Fig. 7: Expert and external validation of computational cytomorphology.
From: Computational analysis of peripheral blood smears detects disease-associated cytomorphologies

a Correspondence between WCMs and expert annotated WBC types (left) and number of annotated WBC types. b Correspondence between RCMs and expert-annotated RBC types (left) and number of annotated RBC types. c External validation for glmnet. d External validation performance for the Morphotype analysis with all morphotypes (small white diamonds) and using only stable morphotypes (green diamonds). Enrichment values in a and b marked with an asterisk “*” are significant for a chi-squared test.

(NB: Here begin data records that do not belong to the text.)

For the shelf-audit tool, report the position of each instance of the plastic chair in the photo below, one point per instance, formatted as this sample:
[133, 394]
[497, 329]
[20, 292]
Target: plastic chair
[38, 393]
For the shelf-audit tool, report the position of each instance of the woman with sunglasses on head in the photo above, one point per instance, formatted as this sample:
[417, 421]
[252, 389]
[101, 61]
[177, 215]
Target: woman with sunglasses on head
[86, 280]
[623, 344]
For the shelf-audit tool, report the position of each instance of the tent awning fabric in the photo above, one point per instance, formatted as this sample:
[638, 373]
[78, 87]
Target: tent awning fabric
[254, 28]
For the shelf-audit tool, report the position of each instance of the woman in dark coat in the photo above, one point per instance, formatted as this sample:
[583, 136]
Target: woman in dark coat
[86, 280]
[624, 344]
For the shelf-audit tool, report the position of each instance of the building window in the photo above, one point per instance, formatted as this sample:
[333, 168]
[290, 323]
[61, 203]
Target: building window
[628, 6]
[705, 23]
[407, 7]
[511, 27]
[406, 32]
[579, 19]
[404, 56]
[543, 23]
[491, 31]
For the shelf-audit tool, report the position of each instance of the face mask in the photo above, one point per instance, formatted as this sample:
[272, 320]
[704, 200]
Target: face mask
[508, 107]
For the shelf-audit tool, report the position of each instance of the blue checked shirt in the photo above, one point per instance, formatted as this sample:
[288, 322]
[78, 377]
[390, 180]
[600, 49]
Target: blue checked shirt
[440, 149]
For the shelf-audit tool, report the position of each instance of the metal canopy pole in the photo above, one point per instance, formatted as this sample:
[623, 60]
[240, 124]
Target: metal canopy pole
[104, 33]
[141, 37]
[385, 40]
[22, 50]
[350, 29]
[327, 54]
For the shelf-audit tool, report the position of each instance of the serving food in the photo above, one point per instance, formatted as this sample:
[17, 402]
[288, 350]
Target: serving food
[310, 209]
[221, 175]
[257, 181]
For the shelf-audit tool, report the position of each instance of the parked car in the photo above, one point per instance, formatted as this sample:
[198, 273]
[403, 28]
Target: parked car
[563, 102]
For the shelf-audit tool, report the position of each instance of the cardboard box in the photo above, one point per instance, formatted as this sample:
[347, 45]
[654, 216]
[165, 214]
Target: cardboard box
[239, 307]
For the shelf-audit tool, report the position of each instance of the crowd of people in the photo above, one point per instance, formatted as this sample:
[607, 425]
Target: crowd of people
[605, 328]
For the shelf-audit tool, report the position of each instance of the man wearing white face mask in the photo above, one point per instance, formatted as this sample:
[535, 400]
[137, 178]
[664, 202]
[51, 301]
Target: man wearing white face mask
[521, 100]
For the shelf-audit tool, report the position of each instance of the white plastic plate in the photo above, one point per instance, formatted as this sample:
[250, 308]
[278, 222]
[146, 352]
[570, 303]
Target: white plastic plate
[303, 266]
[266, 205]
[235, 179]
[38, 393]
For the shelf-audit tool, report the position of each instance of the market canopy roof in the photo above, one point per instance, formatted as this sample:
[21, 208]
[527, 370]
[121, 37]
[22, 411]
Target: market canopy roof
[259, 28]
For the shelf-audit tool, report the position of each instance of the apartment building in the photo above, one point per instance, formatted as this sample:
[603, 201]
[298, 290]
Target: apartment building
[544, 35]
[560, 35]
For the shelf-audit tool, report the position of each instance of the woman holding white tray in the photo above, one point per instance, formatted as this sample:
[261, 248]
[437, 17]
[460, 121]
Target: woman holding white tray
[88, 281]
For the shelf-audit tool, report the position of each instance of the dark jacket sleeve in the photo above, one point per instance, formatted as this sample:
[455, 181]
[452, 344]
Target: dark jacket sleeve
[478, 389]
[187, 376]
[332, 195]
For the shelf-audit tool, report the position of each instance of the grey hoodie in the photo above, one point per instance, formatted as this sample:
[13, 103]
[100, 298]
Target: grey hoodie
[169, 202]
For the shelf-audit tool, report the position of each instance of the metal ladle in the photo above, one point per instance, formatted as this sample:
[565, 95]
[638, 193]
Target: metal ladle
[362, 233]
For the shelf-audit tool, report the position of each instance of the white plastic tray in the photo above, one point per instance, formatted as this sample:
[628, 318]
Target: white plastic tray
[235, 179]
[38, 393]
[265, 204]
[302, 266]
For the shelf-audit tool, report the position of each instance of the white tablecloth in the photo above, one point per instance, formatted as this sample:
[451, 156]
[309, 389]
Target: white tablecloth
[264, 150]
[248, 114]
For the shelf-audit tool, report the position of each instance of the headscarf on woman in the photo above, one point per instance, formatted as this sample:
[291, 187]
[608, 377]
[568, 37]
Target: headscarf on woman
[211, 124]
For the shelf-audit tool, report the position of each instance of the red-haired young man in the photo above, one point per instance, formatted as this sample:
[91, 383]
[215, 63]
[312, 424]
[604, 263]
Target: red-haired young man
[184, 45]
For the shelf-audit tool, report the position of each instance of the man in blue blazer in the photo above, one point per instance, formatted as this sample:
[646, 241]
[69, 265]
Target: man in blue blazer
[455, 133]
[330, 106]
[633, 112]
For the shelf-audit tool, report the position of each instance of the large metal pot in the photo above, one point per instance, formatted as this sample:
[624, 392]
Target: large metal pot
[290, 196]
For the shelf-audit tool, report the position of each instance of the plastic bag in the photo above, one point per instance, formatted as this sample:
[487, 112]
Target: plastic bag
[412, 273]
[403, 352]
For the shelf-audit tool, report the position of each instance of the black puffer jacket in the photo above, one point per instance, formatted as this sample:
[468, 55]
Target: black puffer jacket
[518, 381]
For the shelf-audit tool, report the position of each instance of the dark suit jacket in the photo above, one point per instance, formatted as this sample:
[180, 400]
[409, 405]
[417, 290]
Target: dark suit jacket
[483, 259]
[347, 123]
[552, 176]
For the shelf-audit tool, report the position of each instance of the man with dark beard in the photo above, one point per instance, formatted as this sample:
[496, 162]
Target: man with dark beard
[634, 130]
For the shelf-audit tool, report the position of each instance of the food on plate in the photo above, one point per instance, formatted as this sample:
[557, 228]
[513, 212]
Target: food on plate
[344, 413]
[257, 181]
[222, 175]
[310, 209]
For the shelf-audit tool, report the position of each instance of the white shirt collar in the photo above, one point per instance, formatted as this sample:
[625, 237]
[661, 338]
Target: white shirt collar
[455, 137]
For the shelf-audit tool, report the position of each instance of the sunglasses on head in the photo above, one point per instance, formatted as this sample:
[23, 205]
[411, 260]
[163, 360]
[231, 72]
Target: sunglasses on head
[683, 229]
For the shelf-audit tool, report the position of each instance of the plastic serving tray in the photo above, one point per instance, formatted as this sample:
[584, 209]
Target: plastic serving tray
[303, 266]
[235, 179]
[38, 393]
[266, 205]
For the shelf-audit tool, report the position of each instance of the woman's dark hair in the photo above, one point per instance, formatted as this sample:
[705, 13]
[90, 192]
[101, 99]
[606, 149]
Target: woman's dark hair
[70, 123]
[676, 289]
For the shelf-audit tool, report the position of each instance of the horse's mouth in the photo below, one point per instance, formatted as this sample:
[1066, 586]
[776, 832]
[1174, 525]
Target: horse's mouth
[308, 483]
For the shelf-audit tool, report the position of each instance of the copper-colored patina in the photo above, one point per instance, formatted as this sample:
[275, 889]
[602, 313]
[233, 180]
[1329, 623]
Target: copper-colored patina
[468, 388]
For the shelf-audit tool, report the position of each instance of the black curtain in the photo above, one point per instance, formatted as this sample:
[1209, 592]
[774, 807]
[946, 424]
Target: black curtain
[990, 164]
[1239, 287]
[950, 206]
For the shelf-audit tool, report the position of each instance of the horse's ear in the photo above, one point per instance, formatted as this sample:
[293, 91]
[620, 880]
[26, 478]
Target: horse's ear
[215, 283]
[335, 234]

Consensus morphotypes are highlighted in bold and labeled according to Fig. 6 and preceded by “CM”, whereas uncertain CM are labeled arbitrarily with letters. The whiskers in c, d represent the range described by \(\left[{maximum}\left({AUC}-{se},0\right),{minimum}\left({AUC}+{se},1\right)\right]\), where \({se}\) is the standard error calculated as \(\frac{1}{\sqrt{n}}\), where \(n\) is the number of samples used for this estimate (n = 63, 52, 30 and 22 independent PBS for the disease detection disease classification, MDS genetic subtyping and anemia classification tasks, respectively).